We can use this block-scoping behavior to solve both our altered behavior and performance issues. Instead of executing code immediately within each block, we'll cleverly "bundle" the code up, save it away on a locally scoped "stack," and only process the code if and when we get to the end of a successful match:

my ($fox, $verb, $dog, $comment);
  $_ =~ m/(?{
              local @c = ();            # provide storage "stack"
          })
          ^                             # anchor at beginning of line
          The\ quick\  (\w+)            # fox adjective
                       (?{
                           local @c;
                           push @c, sub {
                               $fox = $^N;
                           };
                       })
          \ fox\       (\w+)            # fox action verb
                       (?{
                           local @c = @c;
                           push @c, sub {
                               $verb = $^N;
                           };
                       })
          \ over\ the\ (\w+)            # dog adjective
                       (?{
                           local @c = @c;
                           push @c, sub {
                               $dog = $^N;
                           };
                       })
          dog
                                        # optional trimmed comment
            (?:\s* \# \s*               #   leading whitespace
            (.*?)                       #   comment text
            (?{
                local @c = @c;
                push @c, sub {
                    $comment = $^N;
                    warn ">>$comment<<\n"
                      if $debug;
                };
            })
            \s*)?                       #   trailing whitespace
          $                             # end of line anchor
          (?{
              for (@c) { &$_; }         # execute the deferred code
          })
         /x;                            # allow whitespace

Using subroutine "closures" to package up our code and save them on a locally defined stack, @c, allows us to defer any processing until the very end of a successful match.

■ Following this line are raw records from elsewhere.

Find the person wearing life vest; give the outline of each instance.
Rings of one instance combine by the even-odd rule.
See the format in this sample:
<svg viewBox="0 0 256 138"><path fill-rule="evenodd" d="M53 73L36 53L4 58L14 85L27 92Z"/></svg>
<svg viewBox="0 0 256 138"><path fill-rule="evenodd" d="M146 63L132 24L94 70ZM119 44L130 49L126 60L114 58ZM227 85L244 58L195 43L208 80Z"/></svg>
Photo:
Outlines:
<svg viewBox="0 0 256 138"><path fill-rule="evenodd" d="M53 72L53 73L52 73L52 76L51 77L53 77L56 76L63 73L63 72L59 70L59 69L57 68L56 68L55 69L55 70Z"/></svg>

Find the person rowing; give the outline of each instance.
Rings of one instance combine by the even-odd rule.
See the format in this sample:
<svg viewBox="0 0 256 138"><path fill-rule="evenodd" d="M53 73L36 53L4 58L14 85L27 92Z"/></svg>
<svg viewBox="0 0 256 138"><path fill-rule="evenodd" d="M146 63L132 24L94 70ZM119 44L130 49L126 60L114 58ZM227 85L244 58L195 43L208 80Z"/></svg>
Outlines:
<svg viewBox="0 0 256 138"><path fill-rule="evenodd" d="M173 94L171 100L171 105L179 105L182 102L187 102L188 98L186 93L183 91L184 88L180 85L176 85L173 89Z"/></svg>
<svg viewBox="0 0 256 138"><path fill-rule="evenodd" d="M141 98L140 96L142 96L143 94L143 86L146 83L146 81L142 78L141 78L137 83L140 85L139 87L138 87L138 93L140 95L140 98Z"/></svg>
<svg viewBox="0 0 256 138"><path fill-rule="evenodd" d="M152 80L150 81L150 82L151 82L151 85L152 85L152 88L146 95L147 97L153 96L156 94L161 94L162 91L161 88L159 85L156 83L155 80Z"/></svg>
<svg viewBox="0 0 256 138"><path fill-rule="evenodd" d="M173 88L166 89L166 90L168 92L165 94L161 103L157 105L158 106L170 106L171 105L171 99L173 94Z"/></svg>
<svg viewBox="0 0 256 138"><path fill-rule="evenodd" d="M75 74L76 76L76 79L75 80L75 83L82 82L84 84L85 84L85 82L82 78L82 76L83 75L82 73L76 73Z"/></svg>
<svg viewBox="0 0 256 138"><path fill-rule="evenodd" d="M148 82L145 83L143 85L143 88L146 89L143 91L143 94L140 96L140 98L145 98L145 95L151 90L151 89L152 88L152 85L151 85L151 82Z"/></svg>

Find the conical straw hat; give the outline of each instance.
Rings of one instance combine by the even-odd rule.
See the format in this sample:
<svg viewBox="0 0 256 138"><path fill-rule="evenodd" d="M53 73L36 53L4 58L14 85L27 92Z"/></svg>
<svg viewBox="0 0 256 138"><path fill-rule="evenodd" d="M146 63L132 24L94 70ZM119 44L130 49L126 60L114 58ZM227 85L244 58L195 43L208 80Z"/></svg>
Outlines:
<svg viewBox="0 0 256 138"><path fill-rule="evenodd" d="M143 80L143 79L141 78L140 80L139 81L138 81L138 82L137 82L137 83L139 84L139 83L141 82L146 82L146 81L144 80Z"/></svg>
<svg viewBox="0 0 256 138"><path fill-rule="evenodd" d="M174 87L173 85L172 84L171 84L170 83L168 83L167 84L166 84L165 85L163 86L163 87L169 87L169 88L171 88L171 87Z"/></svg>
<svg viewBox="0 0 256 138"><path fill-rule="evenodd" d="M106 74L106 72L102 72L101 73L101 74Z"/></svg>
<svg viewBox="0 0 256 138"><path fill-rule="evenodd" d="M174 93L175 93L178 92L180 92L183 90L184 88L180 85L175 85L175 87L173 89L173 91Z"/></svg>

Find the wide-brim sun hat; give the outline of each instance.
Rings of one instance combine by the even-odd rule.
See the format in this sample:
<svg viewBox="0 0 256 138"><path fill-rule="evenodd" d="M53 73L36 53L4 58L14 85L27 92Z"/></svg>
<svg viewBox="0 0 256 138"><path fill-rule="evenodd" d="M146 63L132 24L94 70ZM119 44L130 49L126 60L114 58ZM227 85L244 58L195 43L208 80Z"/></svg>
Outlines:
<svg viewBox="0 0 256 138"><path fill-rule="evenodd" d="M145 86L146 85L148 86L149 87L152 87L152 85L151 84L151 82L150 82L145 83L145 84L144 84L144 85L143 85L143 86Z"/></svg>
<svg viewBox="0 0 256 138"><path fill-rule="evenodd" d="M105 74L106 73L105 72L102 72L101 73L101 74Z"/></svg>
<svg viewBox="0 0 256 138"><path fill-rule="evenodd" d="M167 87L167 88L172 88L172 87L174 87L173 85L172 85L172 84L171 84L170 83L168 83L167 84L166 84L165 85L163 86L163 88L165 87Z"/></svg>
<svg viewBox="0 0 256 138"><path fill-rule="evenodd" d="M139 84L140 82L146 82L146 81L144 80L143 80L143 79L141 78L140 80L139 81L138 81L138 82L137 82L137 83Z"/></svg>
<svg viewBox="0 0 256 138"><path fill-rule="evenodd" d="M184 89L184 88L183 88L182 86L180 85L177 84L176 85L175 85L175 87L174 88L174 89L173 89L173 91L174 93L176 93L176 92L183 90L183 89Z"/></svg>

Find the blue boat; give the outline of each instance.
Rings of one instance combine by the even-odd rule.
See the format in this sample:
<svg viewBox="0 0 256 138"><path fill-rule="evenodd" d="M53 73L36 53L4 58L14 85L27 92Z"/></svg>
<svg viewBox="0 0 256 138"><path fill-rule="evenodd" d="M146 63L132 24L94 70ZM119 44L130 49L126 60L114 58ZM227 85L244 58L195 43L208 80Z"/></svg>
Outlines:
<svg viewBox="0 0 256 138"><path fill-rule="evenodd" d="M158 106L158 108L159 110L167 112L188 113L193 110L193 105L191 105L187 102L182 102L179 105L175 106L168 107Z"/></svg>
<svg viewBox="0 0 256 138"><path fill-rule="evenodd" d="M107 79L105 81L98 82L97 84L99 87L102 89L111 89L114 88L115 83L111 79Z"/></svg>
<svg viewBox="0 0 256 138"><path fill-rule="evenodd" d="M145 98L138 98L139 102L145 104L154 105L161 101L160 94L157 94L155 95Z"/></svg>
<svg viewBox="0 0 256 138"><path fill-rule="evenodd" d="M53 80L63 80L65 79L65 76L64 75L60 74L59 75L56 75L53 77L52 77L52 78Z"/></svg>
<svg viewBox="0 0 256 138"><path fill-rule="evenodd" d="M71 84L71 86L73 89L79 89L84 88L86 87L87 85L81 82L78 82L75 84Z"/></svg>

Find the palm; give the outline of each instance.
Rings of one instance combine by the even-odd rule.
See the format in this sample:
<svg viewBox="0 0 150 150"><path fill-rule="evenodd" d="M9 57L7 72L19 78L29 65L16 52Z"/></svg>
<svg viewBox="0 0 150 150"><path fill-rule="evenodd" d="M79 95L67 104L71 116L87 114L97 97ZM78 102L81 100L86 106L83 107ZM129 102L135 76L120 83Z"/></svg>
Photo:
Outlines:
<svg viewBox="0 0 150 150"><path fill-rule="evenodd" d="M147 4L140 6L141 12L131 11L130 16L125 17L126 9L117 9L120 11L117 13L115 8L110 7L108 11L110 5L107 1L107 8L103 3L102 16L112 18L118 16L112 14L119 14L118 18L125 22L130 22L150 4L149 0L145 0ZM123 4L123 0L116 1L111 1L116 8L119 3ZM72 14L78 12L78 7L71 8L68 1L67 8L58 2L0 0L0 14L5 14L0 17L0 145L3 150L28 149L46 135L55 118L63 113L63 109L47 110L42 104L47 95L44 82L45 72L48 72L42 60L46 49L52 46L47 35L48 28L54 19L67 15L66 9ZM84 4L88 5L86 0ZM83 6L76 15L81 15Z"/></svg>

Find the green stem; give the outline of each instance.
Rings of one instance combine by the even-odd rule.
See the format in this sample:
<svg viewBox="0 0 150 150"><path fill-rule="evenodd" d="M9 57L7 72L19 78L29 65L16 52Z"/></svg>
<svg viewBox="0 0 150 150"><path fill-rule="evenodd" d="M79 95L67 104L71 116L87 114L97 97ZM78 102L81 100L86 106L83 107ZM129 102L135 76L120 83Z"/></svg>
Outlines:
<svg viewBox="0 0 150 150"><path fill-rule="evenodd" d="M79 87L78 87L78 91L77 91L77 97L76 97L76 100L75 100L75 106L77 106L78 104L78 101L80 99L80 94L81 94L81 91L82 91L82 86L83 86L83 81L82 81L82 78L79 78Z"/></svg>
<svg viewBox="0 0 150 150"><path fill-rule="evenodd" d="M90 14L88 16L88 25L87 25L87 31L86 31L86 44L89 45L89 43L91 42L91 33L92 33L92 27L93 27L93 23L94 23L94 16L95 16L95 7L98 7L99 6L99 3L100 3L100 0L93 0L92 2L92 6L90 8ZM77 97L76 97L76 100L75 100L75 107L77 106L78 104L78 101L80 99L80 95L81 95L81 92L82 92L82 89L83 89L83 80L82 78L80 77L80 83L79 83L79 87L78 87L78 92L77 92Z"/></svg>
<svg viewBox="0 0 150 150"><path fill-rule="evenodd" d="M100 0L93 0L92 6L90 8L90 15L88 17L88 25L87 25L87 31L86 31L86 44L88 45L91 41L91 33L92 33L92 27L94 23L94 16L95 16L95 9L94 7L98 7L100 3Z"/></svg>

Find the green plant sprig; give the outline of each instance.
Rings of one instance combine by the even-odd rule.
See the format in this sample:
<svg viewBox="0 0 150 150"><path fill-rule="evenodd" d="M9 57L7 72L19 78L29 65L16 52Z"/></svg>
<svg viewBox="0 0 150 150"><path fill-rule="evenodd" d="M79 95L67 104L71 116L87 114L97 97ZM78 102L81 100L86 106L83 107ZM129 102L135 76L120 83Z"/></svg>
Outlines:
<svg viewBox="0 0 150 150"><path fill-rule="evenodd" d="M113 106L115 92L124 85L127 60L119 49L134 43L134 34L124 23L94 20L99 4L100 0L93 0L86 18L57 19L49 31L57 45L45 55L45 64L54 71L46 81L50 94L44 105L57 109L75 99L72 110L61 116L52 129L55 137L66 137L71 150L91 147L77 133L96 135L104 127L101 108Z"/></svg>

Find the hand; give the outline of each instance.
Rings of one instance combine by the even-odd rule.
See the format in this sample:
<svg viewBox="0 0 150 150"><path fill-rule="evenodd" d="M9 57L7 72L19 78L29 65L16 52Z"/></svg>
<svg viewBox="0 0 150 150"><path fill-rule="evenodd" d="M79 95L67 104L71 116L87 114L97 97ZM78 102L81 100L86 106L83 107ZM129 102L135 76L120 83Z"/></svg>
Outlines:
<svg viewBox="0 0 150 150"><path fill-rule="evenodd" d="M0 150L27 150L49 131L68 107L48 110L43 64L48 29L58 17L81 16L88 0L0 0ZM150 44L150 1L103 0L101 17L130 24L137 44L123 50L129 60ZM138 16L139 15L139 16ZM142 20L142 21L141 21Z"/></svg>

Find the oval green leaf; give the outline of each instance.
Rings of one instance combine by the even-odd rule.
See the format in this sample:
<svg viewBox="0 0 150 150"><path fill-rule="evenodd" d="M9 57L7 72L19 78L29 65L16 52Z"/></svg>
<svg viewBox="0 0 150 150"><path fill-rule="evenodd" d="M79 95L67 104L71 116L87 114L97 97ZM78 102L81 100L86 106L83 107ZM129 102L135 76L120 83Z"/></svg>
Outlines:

Here's the matching engine code execution "path":

{ # introduce new scope

  local @c = (); # provide storage "stack"

  { # introduce new scope

    local @c;
    push @c, sub { $fox = $^N; };

    { # introduce new scope

      local @c = @c;
      push @c, sub { $verb = $^N; };

      { # introduce new scope

        local @c = @c;
        push @c, sub { $dog = $^N; };

        { # introduce new scope

          local @c = @c;
          push @c, sub { $comment = $^N; };

        } # close scope; lose changes to @c

        { # introduce new scope

          local @c = @c;
          push @c, sub { $comment = $^N; };

        } # close scope; lose changes to @c

        # ...

        { # introduce new scope

          local @c = @c;
          push @c, sub { $comment = $^N; };

          { # introduce new scope

            for (@c) { &$_; }

          } # close scope

        } # close scope; lose changes to @c
      } # close scope; lose changes to @c
    } # close scope; lose changes to @c
  } # close scope; lose changes to @c
} # close scope; no more @c at all

This last technique is especially wordy; however, given judicious use of whitespace and well-aligned formatting, this idiom could ease the maintenance of long, complicated regular expressions.

But, more importantly, it doesn't work as written. What!?! Why? Well, it turns out that Perl's support for code blocks inside (?{}) constructs doesn't support subroutine closures (even attempting to compile one causes a core dump). But don't worry, all is not lost! Since this is Perl, we can always take things a step further, and make the hard things easy ...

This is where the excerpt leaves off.